The MET oncogene encodes the receptor for HGF/Scatter Factor, known to control cell motility and invasion in epithelial cells. We report that the Met/HGF receptor, absent in differentiated adult skeletal muscles, is aberrantly expressed in clinical samples and in established cell lines of human rhadbomyosarcomas. In both the embryonal and alveolar histotypes the oncogene is overexpressed and, in some cases, amplified. The Met receptor is exposed at the cell surface and is functionally active in response to HGF/Scatter Factor. Accordingly, rhabdomyosarcoma cells exhibit an invasive phenotype in vitro in response to exogenous HGF/Scatter factor. As the factor is known to be produced by connective tissues, a paracrine stimulation of rhabdomyosarcoma invasiveness in vivo is hypothesized.

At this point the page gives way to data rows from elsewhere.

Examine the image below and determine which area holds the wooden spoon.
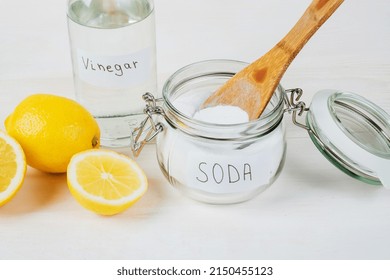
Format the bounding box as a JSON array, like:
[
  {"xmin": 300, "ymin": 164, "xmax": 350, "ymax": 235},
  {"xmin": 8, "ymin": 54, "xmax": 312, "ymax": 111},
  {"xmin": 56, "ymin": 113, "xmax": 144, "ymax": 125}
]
[{"xmin": 201, "ymin": 0, "xmax": 344, "ymax": 120}]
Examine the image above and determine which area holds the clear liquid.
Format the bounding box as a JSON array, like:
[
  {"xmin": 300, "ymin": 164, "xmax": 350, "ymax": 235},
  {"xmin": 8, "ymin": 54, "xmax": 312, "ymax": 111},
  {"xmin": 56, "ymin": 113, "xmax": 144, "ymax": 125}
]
[{"xmin": 68, "ymin": 0, "xmax": 157, "ymax": 146}]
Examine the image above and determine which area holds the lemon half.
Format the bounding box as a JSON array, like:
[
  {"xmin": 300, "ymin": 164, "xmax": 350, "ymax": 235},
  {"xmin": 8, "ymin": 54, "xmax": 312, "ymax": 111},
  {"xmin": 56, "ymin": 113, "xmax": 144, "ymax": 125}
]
[
  {"xmin": 67, "ymin": 149, "xmax": 148, "ymax": 215},
  {"xmin": 0, "ymin": 130, "xmax": 27, "ymax": 206}
]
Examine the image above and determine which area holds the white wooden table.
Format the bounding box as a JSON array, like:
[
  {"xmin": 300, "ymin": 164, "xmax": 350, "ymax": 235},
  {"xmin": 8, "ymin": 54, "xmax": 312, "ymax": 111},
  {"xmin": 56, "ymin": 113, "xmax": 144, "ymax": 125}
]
[{"xmin": 0, "ymin": 0, "xmax": 390, "ymax": 259}]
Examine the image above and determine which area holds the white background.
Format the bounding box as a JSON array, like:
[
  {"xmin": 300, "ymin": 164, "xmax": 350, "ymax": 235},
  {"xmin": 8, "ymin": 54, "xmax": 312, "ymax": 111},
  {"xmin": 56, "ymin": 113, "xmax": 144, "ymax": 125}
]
[{"xmin": 0, "ymin": 0, "xmax": 390, "ymax": 259}]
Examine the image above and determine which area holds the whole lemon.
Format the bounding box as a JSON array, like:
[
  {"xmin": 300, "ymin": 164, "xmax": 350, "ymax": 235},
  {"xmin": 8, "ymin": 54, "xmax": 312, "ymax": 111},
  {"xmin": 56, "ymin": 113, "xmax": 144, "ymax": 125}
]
[{"xmin": 5, "ymin": 94, "xmax": 100, "ymax": 173}]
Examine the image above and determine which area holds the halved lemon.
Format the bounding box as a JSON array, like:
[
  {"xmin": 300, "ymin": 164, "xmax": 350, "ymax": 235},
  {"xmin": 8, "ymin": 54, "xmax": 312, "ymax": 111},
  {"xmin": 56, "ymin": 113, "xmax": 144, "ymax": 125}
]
[
  {"xmin": 67, "ymin": 149, "xmax": 148, "ymax": 215},
  {"xmin": 0, "ymin": 130, "xmax": 27, "ymax": 206}
]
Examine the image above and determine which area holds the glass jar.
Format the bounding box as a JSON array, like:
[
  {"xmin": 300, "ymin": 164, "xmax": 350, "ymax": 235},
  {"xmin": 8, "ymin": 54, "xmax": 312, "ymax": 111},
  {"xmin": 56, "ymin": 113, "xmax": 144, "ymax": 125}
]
[{"xmin": 156, "ymin": 60, "xmax": 286, "ymax": 204}]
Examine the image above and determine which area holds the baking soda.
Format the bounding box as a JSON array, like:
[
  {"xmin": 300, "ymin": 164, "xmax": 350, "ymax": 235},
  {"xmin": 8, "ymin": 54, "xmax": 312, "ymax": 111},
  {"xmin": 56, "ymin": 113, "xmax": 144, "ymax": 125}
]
[{"xmin": 157, "ymin": 91, "xmax": 285, "ymax": 203}]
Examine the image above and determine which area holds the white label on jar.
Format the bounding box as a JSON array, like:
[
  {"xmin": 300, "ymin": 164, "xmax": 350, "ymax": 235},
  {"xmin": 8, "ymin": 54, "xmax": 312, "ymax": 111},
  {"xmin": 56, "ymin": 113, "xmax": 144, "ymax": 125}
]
[
  {"xmin": 186, "ymin": 153, "xmax": 279, "ymax": 194},
  {"xmin": 77, "ymin": 47, "xmax": 152, "ymax": 89}
]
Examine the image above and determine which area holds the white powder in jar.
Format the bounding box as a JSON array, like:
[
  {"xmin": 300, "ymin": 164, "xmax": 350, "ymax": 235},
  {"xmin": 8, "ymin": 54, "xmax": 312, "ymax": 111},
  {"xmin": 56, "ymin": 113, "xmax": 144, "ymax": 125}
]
[{"xmin": 158, "ymin": 89, "xmax": 285, "ymax": 203}]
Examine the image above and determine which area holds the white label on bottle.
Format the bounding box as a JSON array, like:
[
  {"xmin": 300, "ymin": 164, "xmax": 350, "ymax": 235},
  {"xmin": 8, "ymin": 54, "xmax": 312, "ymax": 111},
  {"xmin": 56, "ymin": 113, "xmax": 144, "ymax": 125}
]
[
  {"xmin": 187, "ymin": 153, "xmax": 279, "ymax": 194},
  {"xmin": 77, "ymin": 48, "xmax": 152, "ymax": 89}
]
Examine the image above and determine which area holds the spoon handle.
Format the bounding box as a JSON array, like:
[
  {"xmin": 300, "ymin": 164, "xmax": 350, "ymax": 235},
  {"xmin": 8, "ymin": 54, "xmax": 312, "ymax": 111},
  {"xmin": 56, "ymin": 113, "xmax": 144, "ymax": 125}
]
[{"xmin": 260, "ymin": 0, "xmax": 344, "ymax": 68}]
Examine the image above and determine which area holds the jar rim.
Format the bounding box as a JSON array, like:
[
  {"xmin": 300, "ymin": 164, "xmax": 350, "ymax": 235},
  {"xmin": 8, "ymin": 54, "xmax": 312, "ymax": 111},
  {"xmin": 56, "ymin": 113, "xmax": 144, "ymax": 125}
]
[{"xmin": 162, "ymin": 59, "xmax": 284, "ymax": 139}]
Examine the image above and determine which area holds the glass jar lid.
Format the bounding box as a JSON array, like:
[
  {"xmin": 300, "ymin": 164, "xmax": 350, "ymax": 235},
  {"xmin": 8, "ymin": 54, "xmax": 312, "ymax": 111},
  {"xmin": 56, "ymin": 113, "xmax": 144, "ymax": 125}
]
[{"xmin": 306, "ymin": 90, "xmax": 390, "ymax": 188}]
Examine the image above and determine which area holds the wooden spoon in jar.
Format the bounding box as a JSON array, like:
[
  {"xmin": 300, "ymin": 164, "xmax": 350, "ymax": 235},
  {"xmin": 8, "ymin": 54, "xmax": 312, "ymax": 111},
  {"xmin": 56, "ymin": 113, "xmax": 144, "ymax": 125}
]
[{"xmin": 201, "ymin": 0, "xmax": 344, "ymax": 120}]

Two alveolar rhabdomyosarcomas were found in co-express the ¿two-kringle' alternatively-spliced HGF/Scatter Factor variant, which has been previously shown to stimulate cell motility and matrix invasion in vitro. These cells displayed the invasive phenotype in the absence of exogenous HGF/Scatter Factor, suggesting an autocrine mechanism in vivo. These data indicate that aberrant expression of the MET proto-oncogene provides rhabdomyosarcoma cells with the same property as embryonal myoblasts to migrate into the surrounding connective tissues.